Un viejo rey, que se siente el protector de las musas, es demasiado sensible a los encantos femeninos para relacionarse en igualdad de condiciones. No hablemos si en su horizonte aparece alguna ninfa terriblemente hermosa. Una santa malvada, una mezcla de mujer y niña, de libertina y virgen, disoluta y recatada como una madona. En ese momento el monarca siente como si una red silenciosa, invisible, se tensara cada vez más a su alrededor con el pronóstico de una asfixia no muy lejana. Sabe muy bien que ya pasaron los buenos tiempos en que podía abusar de la noche impunemente y exigir el cuerpo al límite sin que tomara contramedidas revolucionarias.

Felisa.22denov.

Lo sabe a la perfección. Sin embargo, sigue adelante con el juego. La seducción es más fuerte que la experiencia, el sentido común, inclusive el sentido del ridículo. En rigor la situación tiene todos los elementos del chiste. Y los chistes son siempre la tormenta eléctrica sobre el lago, que anuncia la tragedia. Lo verdaderamente poético es irresistible, es más fuerte que todas las leyes de la moral y la tradición. Una persona se vuelve pequeña cuando niega a la poesía. Más que pequeña, irrisoria, como si descubriera no tener la inocencia suficiente para responder ante la grandeza. Esta es la justificación romántica del rey. Después está el proverbio realista: “El que rechaza a una mujer deja un enemigo a la espalda”.

Martes

¿Cuándo surgió el amor de pareja? El amor de los boleros, digamos. No existió desde siempre. En las primeras tribus las mujeres eran de todos los hombres y los hombres de las mujeres. Nadie elegía a nadie. Lo importante era la tribu, no el individuo. Dado que la relación entre la madre y sus hijos es la más directa, la primera familia humana tuvo que reunirse alrededor de la madre, reconociéndola como cabeza natural. En todas las culturas el predominio de lo femenino sobre lo masculino en la familia está bien atestiguado. Pero los hijos varones crecen, se juntan entre ellos para la caza y la guerra, acumulan riquezas, forman asociaciones ya no basadas en la comunidad de sangre, sino en un sentimiento de camaradería destinado a modificar la conformación familiar.

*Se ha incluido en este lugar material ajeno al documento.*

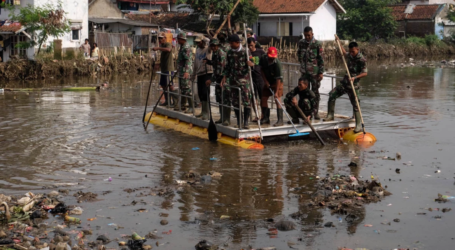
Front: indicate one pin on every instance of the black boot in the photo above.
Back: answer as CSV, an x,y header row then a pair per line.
x,y
246,117
165,103
237,116
330,111
226,116
221,108
358,122
266,116
279,114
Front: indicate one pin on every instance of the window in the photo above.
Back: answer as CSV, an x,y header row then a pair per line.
x,y
75,34
18,51
282,29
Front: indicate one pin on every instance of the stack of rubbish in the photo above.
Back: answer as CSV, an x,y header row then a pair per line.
x,y
23,226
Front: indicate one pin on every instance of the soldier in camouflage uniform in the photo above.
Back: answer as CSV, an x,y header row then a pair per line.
x,y
236,74
218,63
310,54
184,71
224,45
357,65
307,101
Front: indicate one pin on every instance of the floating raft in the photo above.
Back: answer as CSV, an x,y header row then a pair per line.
x,y
51,89
246,138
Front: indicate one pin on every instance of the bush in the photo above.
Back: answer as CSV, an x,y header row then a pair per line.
x,y
431,40
416,40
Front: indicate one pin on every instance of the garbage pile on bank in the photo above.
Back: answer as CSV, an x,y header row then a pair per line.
x,y
23,226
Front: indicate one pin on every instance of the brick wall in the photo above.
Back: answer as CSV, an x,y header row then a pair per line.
x,y
415,28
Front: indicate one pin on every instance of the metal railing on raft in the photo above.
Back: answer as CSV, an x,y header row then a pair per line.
x,y
291,74
169,93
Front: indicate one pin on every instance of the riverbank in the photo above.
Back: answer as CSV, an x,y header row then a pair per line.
x,y
393,49
398,50
22,69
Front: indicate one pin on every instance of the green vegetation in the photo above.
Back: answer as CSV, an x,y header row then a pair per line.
x,y
41,21
366,20
245,12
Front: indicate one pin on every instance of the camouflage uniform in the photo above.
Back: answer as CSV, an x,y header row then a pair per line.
x,y
307,102
185,65
356,65
219,62
236,72
311,60
225,47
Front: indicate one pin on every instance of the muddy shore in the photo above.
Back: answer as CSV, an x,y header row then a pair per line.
x,y
21,69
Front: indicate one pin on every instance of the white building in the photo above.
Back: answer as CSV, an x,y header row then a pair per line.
x,y
280,18
76,13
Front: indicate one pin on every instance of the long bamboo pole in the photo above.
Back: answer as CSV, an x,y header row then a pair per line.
x,y
352,84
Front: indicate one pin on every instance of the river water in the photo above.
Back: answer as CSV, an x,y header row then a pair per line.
x,y
80,139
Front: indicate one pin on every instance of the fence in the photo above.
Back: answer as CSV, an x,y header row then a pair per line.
x,y
141,42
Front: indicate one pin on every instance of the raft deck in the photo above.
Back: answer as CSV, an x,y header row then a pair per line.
x,y
336,128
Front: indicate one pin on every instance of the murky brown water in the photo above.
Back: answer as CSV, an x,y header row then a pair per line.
x,y
43,143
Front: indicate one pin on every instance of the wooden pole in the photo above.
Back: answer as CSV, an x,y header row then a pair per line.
x,y
352,84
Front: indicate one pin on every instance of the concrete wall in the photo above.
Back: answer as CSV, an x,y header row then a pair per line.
x,y
104,9
5,13
324,22
417,28
269,25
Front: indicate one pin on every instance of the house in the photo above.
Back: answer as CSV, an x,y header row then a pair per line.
x,y
419,20
144,6
104,9
122,25
11,33
279,18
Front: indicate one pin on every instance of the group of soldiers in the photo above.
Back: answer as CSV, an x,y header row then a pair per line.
x,y
227,62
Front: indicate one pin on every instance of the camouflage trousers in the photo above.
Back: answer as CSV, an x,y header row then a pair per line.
x,y
226,93
342,89
315,85
185,86
246,95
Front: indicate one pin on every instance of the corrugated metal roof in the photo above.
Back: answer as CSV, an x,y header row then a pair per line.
x,y
124,21
8,26
293,6
419,12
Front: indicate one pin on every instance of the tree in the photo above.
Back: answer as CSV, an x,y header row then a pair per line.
x,y
366,19
245,12
41,21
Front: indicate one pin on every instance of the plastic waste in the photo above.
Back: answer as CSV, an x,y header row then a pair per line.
x,y
23,201
77,211
29,206
113,225
60,208
354,181
72,219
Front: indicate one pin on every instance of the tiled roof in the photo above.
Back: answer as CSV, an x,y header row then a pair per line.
x,y
420,12
293,6
7,26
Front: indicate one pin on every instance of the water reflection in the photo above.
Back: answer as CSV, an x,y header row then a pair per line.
x,y
45,135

Este hecho debe de haber terminado con el predominio materno, produjo lentamente el establecimiento de la soberanía de la línea paterna, el Estado masculino, en el que las mujeres no tenían derechos, y finalmente el gobierno de lo intelectual, la victoria de los dioses intelectuales del aire sobre las fuerzas terrenales de la fertilidad. Fue el momento estelar de Orestes, el drama de Esquilo que inmortaliza simbólicamente la victoria del principio masculino. Las verdaderas razones para la sanción de la monogamia no residieron en el campo sentimental, sino en el político y social: el estado griego. La necesidad del hombre de tener hijos con certeza, para poder dejarles su propiedad, fue por lejos la más decisiva. Aparece la sucesión de padre a hijo, que encuentra su perfección clásica en el derecho romano. En cuanto al motivo espiritual en cuestión, es decir, que todo hombre quiere un hijo, se basó en la idea religiosa según la cual el alma después de la muerte necesita alimento eterno, naturalmente entregado por la descendencia biológica. Lo pensé recién en el bar mientras escuchaba la desgarradora ranchera titulada ”Paloma negra”.

Miércoles

L’hôte inconnu de Maurice Maeterlinck. Desde el oráculo de Delfos hasta los astrólogos egipcios que todavía hablaban a sus dioses, pasando por la vieja bruja de mala reputación que adivina con cartas, lo desconocido acompaña nuestra vida. Profetas, nigromantes, poseídos, magos, santos, yoguis, faquires, visionarios, lectores de mentes, psicoanalistas, hipnotizadores: todos piensan en la misma fuerza. Se ha revelado de la misma manera a los salvajes y a las personas más cultas de todos los tiempos. Campea por el mundo entero, aun en los animales, y el ser racional la rechaza y la remite con desdén al reino del azar. ¿Pero no será el azar una mera paráfrasis de lo desconocido? No lo sé. Hasta pensadores de gélida claridad a veces se han sentido cautivados por el fenómeno. «¿Qué filósofo», se preguntaba Kant, «no ha vacilado entre las seguridades de la razón y el poder compensatorio interno de una duda insuperable?». Maeterlinck examina esta inexplicable tendencia del ser humano a encontrar sentidos ocultos. El invitado desconocido, es como él llama a ese hombre invisible que nos acompaña bajo el nombre de inconsciente, o subconsciente. El libro tiene su interés, pero me dejó tan escéptico como antes de leerlo. No lo digo con jactancia sino con bastante melancolía. Es evidente que debe haber un límite para la desconfianza, incluso para la incredulidad, de lo contrario todo acto se volvería decididamente impracticable. Si partimos de que el origen del universo es desconocido pronto llegaremos a la conclusión de que lo mejor es no hacer ni decir nada.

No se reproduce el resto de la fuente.